Superior Tribunal de Justiça

Acórdão

Relator(a)
Ministro Joel Ilan Paciornik
Órgão julgador
Quinta Turma
Data do julgamento
25/10/2016
Data de publicação
09/11/2016

STJ – Acórdão, Rel. Ministro Joel Ilan Paciornik, Quinta Turma, j. 25/10/2016, p. 09/11/2016

Ementa

RECURSO EM HABEAS CORPUS. TRÁFICO ILÍCITO DE ENTORPECENTES. PRISÃO PREVENTIVA. GRAVIDADE ABSTRATA DO DELITO. PRIMARIEDADE DO AGENTE. DESPROPORCIONALIDADE DA PRISÃO. AUSÊNCIA DE FUNDAMENTOS CONCRETOS A JUSTIFICAR A MEDIDA EXTREMA. CONSTRANGIMENTO ILEGAL EVIDENCIADO. RECURSO PROVIDO. ORDEM CONCEDIDA. Considerando a natureza excepcional da prisão preventiva, somente se verifica a possibilidade da sua imposição quando evidenciado, de forma fundamentada e com base em dados concretos, o preenchimento dos pressupostos e requisitos previstos no art.312 do Código de Processo Penal - CPP. Deve, ainda, ser mantida a prisão antecipada apenas quando não for possível a aplicação de medida cautelar diversa, nos termos do previsto no art. 319 do CPP. Na hipótese dos autos, não há fundamentos idôneos que justifiquem a prisão processual do recorrente.
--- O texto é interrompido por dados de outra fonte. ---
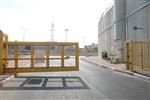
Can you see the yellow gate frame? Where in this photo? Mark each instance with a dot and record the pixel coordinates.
(4, 56)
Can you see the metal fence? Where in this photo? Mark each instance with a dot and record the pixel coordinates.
(138, 55)
(41, 56)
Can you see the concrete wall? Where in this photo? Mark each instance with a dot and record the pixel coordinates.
(117, 24)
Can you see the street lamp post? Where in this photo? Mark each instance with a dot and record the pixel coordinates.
(66, 34)
(83, 40)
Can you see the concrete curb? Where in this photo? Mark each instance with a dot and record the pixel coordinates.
(118, 70)
(6, 80)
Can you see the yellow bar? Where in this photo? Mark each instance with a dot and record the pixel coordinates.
(127, 55)
(62, 56)
(32, 57)
(42, 43)
(16, 55)
(47, 56)
(1, 52)
(131, 55)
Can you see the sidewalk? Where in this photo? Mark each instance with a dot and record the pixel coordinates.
(116, 67)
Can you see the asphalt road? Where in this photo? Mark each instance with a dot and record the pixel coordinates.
(90, 83)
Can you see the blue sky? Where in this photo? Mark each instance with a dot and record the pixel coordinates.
(80, 17)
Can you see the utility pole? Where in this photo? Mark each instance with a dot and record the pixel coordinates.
(66, 34)
(24, 30)
(52, 32)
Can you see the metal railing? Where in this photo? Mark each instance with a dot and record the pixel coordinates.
(47, 56)
(138, 55)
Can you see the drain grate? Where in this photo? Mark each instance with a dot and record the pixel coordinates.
(35, 81)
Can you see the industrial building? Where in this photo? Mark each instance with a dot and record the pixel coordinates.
(123, 20)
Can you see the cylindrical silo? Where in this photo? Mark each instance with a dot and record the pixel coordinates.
(119, 27)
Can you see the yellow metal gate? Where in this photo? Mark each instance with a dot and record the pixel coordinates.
(30, 54)
(138, 55)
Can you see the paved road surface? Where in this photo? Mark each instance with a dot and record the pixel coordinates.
(90, 83)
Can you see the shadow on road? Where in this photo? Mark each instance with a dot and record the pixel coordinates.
(45, 83)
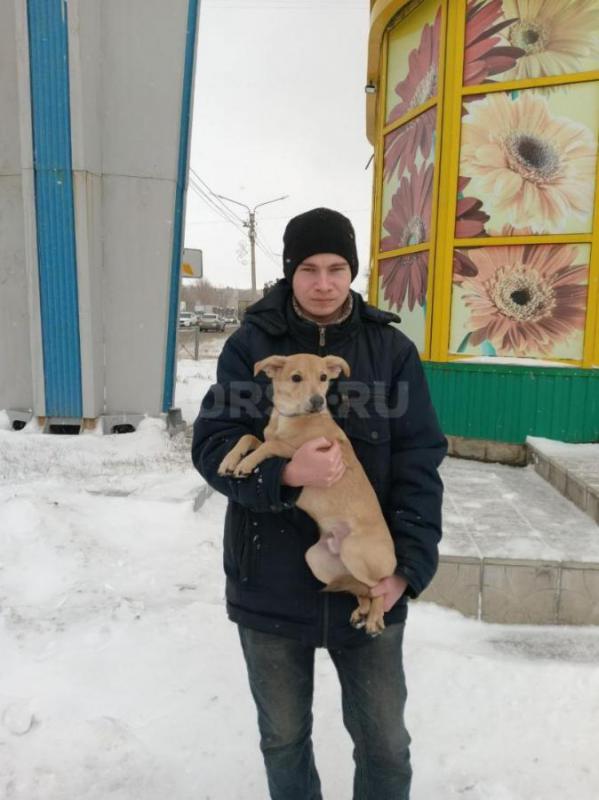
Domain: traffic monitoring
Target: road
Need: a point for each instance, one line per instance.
(209, 343)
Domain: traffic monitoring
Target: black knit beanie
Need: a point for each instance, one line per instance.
(318, 231)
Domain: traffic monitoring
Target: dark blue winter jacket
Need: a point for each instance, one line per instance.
(269, 586)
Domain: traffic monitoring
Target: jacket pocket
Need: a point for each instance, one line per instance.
(241, 545)
(366, 417)
(367, 425)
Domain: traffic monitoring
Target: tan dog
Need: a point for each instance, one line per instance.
(355, 550)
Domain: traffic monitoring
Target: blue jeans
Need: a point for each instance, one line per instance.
(281, 676)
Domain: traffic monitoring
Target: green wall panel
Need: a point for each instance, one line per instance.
(508, 403)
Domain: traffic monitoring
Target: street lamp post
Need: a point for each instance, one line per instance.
(250, 224)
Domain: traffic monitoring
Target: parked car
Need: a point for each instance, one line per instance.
(187, 319)
(211, 322)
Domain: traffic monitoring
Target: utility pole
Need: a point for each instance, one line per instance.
(250, 224)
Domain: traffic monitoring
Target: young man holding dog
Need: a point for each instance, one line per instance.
(277, 603)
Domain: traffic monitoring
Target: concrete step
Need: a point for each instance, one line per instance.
(514, 550)
(572, 469)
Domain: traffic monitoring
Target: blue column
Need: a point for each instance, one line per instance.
(171, 356)
(49, 68)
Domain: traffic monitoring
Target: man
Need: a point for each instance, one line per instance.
(277, 603)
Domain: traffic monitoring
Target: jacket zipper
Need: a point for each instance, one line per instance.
(325, 597)
(321, 335)
(325, 619)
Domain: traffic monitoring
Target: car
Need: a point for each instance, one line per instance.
(187, 319)
(211, 322)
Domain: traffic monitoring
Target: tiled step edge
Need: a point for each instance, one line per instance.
(203, 494)
(523, 592)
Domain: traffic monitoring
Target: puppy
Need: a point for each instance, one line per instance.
(355, 550)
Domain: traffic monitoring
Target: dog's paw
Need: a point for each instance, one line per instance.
(227, 466)
(375, 627)
(242, 470)
(357, 619)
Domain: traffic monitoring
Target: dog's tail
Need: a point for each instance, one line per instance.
(347, 583)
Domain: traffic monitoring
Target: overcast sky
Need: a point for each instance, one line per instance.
(279, 108)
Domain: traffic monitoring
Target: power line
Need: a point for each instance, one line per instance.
(215, 197)
(214, 206)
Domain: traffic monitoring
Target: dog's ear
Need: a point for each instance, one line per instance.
(335, 365)
(270, 365)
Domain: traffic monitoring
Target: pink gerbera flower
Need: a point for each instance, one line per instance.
(402, 144)
(525, 299)
(470, 218)
(419, 86)
(408, 223)
(483, 55)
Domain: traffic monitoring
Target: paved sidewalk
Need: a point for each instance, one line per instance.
(514, 549)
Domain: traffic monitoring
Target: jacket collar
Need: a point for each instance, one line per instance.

O decreto prisional adota fundamentos genéricos e abstratos para afirmar a necessidade da prisão preventiva como garantia da ordem pública, que decorreria tão só da hediondez do delito e da alegada necessidade de o "salvaguardar a ordem pública, evitando-se a reiteração criminosa e prejuízo à saúde pública e propiciar o desenvolvimento regular da instrução criminal, com salvaguarda da futura e eventual necessidade de efetiva aplicação da ler penal, evitando-se a evasão do acusado do distrito da culpa", sem que se indicassem elementos concretos a aferir a periculosidade do acusado e os riscos de sua manutenção em liberdade até eventual condenação criminal. Anote-se, ainda, que o recorrente é primário e que a quantidade de droga apreendida - cerca de 22 papelotes de cocaína - não se mostra suficiente a demonstrar, por si só, a necessidade da segregação. Assim, restando deficiente a fundamentação do decreto preventivo quanto aos pressupostos que autorizam a segregação antes do trânsito em julgado e demonstrando-se a inadequação e a desproporcionalidade no encarceramento do recorrente, deve ser revogada, in casu, sua prisão preventiva. Recurso em habeas corpus a que se dá provimento para conceder a ordem, revogando o decreto de prisão preventiva em discussão, ressalvada, ainda, a possibilidade de decretação de nova prisão, se demonstrada concretamente sua necessidade, sem prejuízo da aplicação de medida cautelar diversa, nos termos do art. 319 do CPP. (RHC n. 74.720/MG, relator Ministro Joel Ilan Paciornik, Quinta Turma, julgado em 25/10/2016, DJe de 9/11/2016.)